An upcoming exhibition by the Singapore Chinese Cultural Centre (SCCC) will showcase how Chinese culture in Singapore has evolved and been shaped by other cultures, a move that President Halimah Yacob believes could help strengthen the country's social glue.
Speaking at an event organised yesterday by the SCCC and the Singapore Federation of Chinese Clan Associations to celebrate Chinese New Year, Madam Halimah lauded the importance of taking an interest in other communities, and cited examples.
For instance, local Malay acapella group Juz-B performed Chinese songs at SCCC's Cultural Extravaganza last year, which is an event that aims to present Singapore Chinese culture in a more relatable and accessible way.
Local opera troupe Siong Leng Musical Association will also be incorporating Malay and Peranakan elements in its opening act for this year's edition of the Cultural Extravaganza in May.
"These innovative ways of showcasing our culture are important in fostering greater understanding among diverse communities, reminding us that we have much in common.
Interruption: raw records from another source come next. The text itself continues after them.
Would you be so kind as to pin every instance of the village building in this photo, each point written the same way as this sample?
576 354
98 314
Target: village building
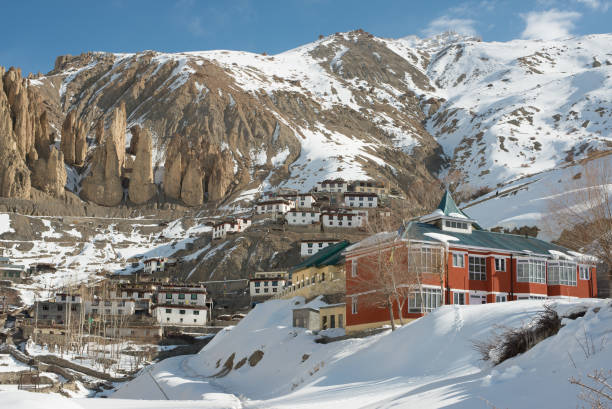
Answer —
306 317
221 229
281 206
154 264
303 217
360 199
332 186
320 274
182 305
11 272
370 186
312 246
344 218
458 262
267 283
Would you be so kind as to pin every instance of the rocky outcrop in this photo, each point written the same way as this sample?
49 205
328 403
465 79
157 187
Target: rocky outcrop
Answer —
192 192
103 186
142 189
26 157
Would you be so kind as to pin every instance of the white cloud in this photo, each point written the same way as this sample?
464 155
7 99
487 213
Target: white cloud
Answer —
549 25
596 4
446 23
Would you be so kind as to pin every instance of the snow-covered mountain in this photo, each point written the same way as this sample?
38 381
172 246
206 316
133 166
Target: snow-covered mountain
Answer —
354 105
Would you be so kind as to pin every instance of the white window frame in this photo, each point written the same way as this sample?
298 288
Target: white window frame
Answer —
479 275
499 261
536 270
459 257
584 272
562 272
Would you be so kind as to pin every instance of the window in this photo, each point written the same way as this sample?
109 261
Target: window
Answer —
458 260
531 271
584 272
459 298
477 268
500 264
562 273
501 298
425 300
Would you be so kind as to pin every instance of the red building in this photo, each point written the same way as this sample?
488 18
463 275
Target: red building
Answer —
460 263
It also serves as a social glue that unites our multicultural society," said Madam Halimah, adding that this is a key feature immigrants will need to embrace.
"For this reason, the SCCC is not just for the Singaporean Chinese community, but a place for all Singaporeans. Similarly, I hope the Chinese community can take a keen interest in other communities in Singapore, to foster stronger bonds between Singaporeans from different backgrounds."
The SCCC exhibition will be launched in the second half of this year at the centre's Marina Bay premises, and will run for five years.
SCCC chief executive Low Sze Wee said the exhibition "will explore the distinctiveness of Singapore Chinese culture, including ways in which Chinese culture has found synergies with other ethnic cultures to transform into today's Singapore Chinese culture".
He added: "We hope that the exhibition and our programmes will not only reach out to those who are already familiar with our Chinese culture, but also those from other ethnic communities, to build the next generation of cultural enthusiasts."
Madam Halimah also noted that as Singapore has a multiracial society, "our culture bears the imprint of influences drawn from different races in Singapore".
But Singaporeans of different races still share many common values and practices.
"We place emphasis on families as the foundation of society. This is why Chinese New Year, Hari Raya Puasa and Deepavali are times for reunions," she said.